他呈出手中包裹,道:“陛下,这是我僰夷族圣果,不知舍人是否曾向陛下解析过,若是陛下恩准,医师也在,不如请她研究一番,或许,还有转机?”

纾纾眼一亮,“你将剩余果子都带来了?”

“是。”诃摩谒微垂首。

骆昀徵更是兴奋,脚下轻一跺,欢颜道:“陛下,请试试。
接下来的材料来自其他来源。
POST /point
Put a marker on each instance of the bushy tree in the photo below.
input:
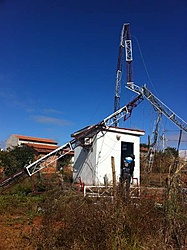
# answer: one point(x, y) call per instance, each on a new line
point(16, 158)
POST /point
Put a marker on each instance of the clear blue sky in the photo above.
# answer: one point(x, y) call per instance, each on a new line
point(58, 64)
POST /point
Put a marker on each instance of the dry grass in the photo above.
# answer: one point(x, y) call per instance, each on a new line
point(62, 218)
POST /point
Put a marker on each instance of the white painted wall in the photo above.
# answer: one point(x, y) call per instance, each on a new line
point(92, 165)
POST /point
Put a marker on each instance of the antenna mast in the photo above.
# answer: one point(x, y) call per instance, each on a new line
point(125, 43)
”

岑湜心中俱震,他没想到满屋子人,无论是亲是疏,是对手是伙伴,皆是神容期盼地望着他,无有一丝犹疑。

仿似,仿似,长久以来殚精竭虑、呕心沥血的勤政有了切实回馈。

他从不知自己做了这么多,到底何对何错,百年之后,世人究竟如何判他,史官笔下,他又会是何等面貌。

勤政殿大门四敞,宫闱层叠,举目远眺,穿过一面面红墙,透过白茫云翳,他好像看见阡陌纵横,炊烟袅袅,康衢烟月,人声鼎沸……

眶尾微痛,那一双双热切的眼幻成无数,“民”之一字,在他登基后的数年,终于有了形象的涵义。